И вот уже два с четвертью часа Данилов парился в этой приемной, то и дело протирал очки, пытался тихонько шевелить затекшими пальцами ног, ерзал украдкой на проклятом стуле и прислушивался к урчанию пустого живота.
Одним словом, боялся.
А вы бы не испугались?
Сорвали бы вас с места, посадили в поезд, привезли в столицу, промчали бы на всех газах по столичным улицам в черном паккарде, да так, что остальные машины в стороны от вас шарахались, а постовые-ОРУДовцы при этом еще и честь отдавали. А провожатые ваши ребята, по всему видно, суровые не проронили бы ни слова. И с таким видом ехали, словно сослуживца встретили да сразу и похоронили.

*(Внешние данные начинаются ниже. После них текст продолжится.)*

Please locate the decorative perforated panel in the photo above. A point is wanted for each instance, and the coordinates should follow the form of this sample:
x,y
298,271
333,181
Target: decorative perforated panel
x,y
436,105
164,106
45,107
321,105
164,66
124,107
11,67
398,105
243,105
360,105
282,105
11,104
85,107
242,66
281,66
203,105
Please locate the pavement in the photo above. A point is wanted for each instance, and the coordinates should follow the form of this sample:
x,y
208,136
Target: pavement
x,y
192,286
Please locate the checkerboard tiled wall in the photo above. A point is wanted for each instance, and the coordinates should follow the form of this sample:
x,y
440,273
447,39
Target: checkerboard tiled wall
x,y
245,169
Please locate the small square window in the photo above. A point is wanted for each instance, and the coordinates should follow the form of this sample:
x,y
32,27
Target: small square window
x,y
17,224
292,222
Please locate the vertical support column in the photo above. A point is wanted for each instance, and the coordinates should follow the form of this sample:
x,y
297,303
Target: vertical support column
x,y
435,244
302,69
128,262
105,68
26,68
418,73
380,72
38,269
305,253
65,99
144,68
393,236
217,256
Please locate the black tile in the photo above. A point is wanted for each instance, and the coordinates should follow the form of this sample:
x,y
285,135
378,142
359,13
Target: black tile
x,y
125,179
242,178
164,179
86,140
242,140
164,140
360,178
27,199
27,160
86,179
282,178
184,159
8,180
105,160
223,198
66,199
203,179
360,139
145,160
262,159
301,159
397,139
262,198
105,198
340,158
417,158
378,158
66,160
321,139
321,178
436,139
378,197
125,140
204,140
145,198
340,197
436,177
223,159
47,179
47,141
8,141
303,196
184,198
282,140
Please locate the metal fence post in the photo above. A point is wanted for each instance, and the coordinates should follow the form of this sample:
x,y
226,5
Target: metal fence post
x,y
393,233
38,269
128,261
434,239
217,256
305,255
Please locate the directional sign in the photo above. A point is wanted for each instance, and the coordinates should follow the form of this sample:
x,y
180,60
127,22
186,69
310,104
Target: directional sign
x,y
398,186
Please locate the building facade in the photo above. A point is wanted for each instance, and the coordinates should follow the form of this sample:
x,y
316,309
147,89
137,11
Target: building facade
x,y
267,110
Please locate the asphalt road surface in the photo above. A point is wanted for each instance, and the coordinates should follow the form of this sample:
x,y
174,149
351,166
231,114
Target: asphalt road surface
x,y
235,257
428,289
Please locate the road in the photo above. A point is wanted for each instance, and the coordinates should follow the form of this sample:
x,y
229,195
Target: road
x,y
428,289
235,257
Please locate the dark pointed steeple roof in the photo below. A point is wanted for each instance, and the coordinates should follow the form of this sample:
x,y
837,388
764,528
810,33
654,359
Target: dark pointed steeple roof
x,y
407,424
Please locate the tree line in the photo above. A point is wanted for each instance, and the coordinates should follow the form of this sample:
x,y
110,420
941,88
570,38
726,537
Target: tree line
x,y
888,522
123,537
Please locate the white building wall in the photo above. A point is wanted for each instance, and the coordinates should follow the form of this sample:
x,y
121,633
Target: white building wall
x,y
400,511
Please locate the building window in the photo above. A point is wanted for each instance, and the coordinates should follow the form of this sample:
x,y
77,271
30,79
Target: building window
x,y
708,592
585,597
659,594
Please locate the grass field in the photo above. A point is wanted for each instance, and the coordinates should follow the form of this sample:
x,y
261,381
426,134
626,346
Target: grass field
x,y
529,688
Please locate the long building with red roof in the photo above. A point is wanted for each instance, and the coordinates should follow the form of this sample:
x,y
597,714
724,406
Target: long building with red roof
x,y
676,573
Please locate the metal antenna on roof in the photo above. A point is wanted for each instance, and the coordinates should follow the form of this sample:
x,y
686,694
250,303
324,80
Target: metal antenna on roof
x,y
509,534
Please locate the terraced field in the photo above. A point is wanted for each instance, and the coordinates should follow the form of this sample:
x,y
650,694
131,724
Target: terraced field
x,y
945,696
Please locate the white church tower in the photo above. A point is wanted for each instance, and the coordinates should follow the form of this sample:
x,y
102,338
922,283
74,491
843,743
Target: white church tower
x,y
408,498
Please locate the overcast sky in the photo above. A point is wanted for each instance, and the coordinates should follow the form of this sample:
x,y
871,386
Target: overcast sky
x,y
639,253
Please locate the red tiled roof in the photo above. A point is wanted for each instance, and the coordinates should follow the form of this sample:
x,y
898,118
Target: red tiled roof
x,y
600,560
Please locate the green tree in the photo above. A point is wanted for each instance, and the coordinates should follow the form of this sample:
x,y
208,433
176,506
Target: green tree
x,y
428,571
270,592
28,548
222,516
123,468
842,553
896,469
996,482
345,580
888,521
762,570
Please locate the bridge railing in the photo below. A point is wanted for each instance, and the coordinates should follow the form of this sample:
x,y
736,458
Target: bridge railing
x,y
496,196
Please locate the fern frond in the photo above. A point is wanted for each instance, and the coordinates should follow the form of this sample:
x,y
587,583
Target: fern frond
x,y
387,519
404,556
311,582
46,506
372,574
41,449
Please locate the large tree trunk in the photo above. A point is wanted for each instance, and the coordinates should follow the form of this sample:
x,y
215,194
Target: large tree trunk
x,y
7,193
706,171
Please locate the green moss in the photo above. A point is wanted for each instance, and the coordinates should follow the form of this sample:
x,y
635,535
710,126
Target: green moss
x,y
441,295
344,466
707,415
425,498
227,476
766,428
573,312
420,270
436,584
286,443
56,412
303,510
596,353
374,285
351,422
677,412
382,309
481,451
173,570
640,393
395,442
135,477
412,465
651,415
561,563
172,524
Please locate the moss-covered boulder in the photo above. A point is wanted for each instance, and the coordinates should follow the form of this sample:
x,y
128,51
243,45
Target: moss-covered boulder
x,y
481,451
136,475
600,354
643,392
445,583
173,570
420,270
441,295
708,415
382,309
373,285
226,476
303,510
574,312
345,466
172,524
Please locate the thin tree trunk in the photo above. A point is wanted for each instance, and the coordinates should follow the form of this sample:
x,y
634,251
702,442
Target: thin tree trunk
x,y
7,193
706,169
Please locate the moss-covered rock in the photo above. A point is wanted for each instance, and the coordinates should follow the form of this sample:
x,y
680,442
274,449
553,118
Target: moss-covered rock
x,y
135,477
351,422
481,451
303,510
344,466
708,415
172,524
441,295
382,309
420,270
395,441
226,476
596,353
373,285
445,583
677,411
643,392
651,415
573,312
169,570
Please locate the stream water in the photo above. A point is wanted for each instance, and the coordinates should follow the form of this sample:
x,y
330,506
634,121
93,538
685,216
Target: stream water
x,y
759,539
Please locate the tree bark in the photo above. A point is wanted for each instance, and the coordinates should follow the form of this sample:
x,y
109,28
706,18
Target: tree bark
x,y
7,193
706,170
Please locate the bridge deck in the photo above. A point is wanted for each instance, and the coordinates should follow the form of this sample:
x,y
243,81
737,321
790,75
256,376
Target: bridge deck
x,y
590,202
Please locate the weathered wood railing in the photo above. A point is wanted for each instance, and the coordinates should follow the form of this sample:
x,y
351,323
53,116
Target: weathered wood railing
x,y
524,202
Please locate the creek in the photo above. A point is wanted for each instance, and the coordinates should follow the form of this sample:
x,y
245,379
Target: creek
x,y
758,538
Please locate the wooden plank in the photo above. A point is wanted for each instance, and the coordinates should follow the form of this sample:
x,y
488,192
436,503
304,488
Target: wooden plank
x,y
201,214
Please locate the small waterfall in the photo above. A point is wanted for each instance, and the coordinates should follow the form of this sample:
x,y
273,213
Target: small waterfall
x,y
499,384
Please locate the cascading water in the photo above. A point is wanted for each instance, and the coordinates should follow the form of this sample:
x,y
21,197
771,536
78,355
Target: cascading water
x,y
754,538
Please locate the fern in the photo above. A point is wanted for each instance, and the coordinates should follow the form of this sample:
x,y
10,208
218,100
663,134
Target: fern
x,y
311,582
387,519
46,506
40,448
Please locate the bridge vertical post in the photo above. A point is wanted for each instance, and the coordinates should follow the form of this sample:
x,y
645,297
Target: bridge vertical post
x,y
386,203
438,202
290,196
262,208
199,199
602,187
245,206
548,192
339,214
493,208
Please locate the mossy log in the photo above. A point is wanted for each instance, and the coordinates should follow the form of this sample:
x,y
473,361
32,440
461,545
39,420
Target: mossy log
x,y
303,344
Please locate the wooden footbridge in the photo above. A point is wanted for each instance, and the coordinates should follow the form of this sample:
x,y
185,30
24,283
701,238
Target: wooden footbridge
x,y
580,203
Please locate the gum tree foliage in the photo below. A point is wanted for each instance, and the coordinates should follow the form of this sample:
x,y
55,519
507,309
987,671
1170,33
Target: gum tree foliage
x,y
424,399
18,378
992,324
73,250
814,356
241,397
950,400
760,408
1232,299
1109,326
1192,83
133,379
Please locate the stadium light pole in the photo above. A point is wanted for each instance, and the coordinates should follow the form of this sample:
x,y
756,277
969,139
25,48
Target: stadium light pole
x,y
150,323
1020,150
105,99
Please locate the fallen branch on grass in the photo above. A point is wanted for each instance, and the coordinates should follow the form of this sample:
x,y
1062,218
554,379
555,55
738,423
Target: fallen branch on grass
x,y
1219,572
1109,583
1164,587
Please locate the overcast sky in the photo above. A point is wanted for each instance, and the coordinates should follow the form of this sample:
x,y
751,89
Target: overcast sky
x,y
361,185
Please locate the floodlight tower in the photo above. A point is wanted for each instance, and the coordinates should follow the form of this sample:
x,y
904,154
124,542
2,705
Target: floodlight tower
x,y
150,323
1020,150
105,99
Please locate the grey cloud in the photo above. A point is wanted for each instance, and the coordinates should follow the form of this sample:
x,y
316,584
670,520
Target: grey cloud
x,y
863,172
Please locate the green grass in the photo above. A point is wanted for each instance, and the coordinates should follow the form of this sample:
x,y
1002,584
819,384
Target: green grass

И вот домчали вас до известной на всю страну площади, завели в не менее известное здание, сдали под расписку, словно дитятю, с рук на руки сержантику молоденькому, а он возьми и ляпни:
Товарищ нарком сейчас занят, но непременно встретится с вами. Просил обождать в приемной. Пройдемте, я покажу
Данилов перетрухнул и даже тихонько сказал себе: «Хорошо хоть кишки пустые, а то ведь можно и не сдержаться по такому случаю».
А тут дверь, словно гром с неба, бац и раскрылась. А из нее тот самый сержантик:
Товарищ Данилов! Лаврентий Павлович вас ждет.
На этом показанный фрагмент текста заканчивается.